MATEUS 17: 1-13

A Transfiguração de Cristo – Parte 1
Aqui temos a história da transfiguração de Cristo. Ele havia dito que o “Filho do Homem” viria, dentro de pouco tempo, no seu reino, e os três evangelistas habilmente conectam aquela história com esta promessa; como se a transfiguração de Cristo fosse destinada a algumas pessoas especiais, como uma garantia do reino de Cristo, daquela luz, e do seu amor, que aqui aparece para os seus escolhidos e santificados. Pedro fala disso como “a virtude e a vinda de nosso Senhor Jesus” (2 Pedro 1.16). Tais prefácios apresentaram adequadamente uma emanação do seu poder, e um aviso prévio da sua vinda.

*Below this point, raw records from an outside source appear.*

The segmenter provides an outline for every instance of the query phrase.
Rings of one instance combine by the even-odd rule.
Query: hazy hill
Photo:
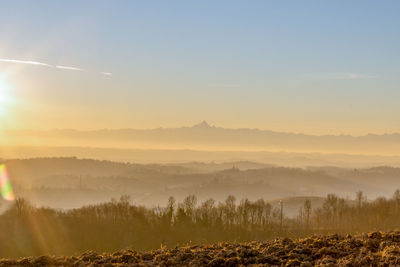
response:
[[[89,146],[145,149],[278,150],[397,155],[400,134],[305,135],[259,129],[227,129],[206,122],[192,127],[147,130],[5,131],[7,145]]]
[[[7,160],[5,164],[17,196],[56,208],[80,207],[121,195],[148,206],[164,205],[170,196],[182,200],[189,194],[199,201],[224,201],[228,195],[268,200],[328,193],[353,198],[362,190],[374,198],[391,196],[400,186],[400,169],[390,167],[301,169],[251,162],[162,165],[77,158]],[[229,168],[220,170],[225,166]]]

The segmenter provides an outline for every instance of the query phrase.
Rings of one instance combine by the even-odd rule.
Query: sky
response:
[[[399,1],[4,1],[0,129],[400,132]]]

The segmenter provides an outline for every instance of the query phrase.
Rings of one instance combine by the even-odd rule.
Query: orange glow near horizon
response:
[[[0,192],[4,200],[15,200],[14,191],[11,185],[11,181],[8,177],[5,164],[0,164]]]

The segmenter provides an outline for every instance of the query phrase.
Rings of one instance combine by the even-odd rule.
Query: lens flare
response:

Quando Cristo estava aqui na terra, embora a sua condição, em geral, fosse uma condição de humilhações e sofrimentos, houve alguns lampejos da sua glória entremeados, para que Ele mesmo pudesse se sentir mais encorajado nos seus sofrimentos, e os outros, menos magoados. O seu nascimento, o seu batismo, a sua tentação e a sua morte foram os exemplos mais notáveis da sua humilhação; e cada um deles esteve presente com alguns sinais de glória, e os sorrisos do céu. Mas sendo a sequência do seu ministério público uma humilhação contínua, aqui, justamente no meio dele, surge essa descoberta da sua glória. Assim como agora, que está no céu, Ele tem suas deferências, quando esteve na terra o Senhor também teve os seus triunfos.
A respeito da transfiguração de Cristo, considere:
I – As circunstâncias em que ela ocorreu, e que estão registradas aqui (v. 1).
1.A época: “seis dias” depois que Ele havia feito o discurso solene aos seus discípulos (cap. 16.21). Lucas diz: “quase oito dias depois dessas palavras”, seis dias inteiros tinham se passado entre o discurso e esse dia, que era o oitavo dia. Nada está registrado como tendo sido feito ou dito pelo nosso Senhor Jesus durante os seis dias anteriores à sua transfiguração; assim, antes de grandes aparições “fez-se silêncio no céu quase por meia hora” (Apocalipse 8.1). Assim, quando Cristo parecer não estar fazendo nada pela sua igreja, espere, dentro de pouco tempo, alguma coisa extraordinária.
2.O local: aconteceu no topo de um “alto monte”. Cristo escolheu um monte:
(1). Por ser um lugar secreto. Ele se afastou; pois embora uma cidade sobre uma colina dificilmente possa ficar escondida, duas ou três pessoas sobre um monte dificilmente poderão ser encontradas. Por isso as suas orações particulares eram, em geral, nas montanhas. Cristo escolheu um lugar afastado onde se transfiguraria, porque a sua aparição pública na sua glória não seria coerente com a sua condição atual; e dessa maneira Ele mostra a sua humildade e nos ensina que a privacidade é grande amiga da nossa comunhão com Deus. Aqueles que desejam ter um relacionamento com o Céu devem, frequentemente, se afastar das coisas e dos negócios deste mundo; e jamais se sentirão sozinhos, pois o Pai está com eles.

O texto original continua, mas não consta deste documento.